A press release from SGP, which has grown exponentially since its founding in 2003, says it was a difficult choice to axe the festival, “as either too early or too late would have consequences for the loyal gardeners [festivalgoers]”.

Festival promoter Backwoodsman Ltd’s latest full-year accounts show it lost £115,319 in 2015, an improvement on 2014’s -£182,002. At a capacity of 32,000, SGP is the largest outdoor event in the UK with no sponsors or brand partners.

“Fifteen years ago I started out with a set of ideas as to what makes a good party and the most perfect venue for it,” says Fellowes, who as the eldest son John Ailwyn Fellowes, 4th Baron de Ramsey, is heir apparent to the de Ramsey baronetcy. “But with no set idea of what the destination was for this venture, the festival was, at that time, the perfect medium through which to explore these ideas.
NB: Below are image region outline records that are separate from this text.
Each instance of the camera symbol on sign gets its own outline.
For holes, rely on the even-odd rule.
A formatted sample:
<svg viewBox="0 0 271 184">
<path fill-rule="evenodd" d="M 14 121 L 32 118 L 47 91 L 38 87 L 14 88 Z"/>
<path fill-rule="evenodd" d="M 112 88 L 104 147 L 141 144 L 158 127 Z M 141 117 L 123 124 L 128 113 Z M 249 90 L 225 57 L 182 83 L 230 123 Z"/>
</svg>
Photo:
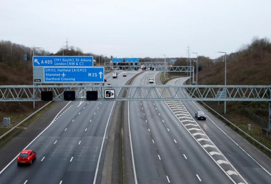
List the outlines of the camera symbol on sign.
<svg viewBox="0 0 271 184">
<path fill-rule="evenodd" d="M 104 98 L 114 98 L 115 90 L 105 90 Z"/>
</svg>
But rather than getting too excited and telling you about the phoenix we are going to raise from all of this, it bears explaining why we are lighting the fire.

“This summer will be the almighty send-off that the Garden Party deserves … think of it more as ‘Dylan goes electric’ than our Altamont”

“Much has changed since our first Garden Party, when there was nothing else like it in the UK: Facebook, YouTube and Twitter had yet to be invented and no one knew what a boutique festival was, let alone glamping.

“Since then the Garden Party has defined and redefined outdoor events in the UK, [and] we have done so as a collective of truly independent outsiders. We have never compromised our principles and we never will. SGP has always been a beacon of what you can do within those terms and, as imitation – being the sincerest form of flattery – proves, it has set the bar for everyone else going forward.

“But it is exactly because of those principles, and the love of those who have made the Garden Party what it is, that we are committing this senseless act of beauty.

“What better way to honour the love that has been given to this project and wholly demonstrate this principle than finishing now? This isn’t some principled self-immolation; this is opening up it for the future. So this summer will be the almighty send-off that the Garden Party deserves, and while that is going to cause some tears to be shed, think of it more as ‘Dylan goes electric’ than our Altamont.

“Because, after all, you can’t be avant-garde from within an institution and lest we forget: the frontier always moves.”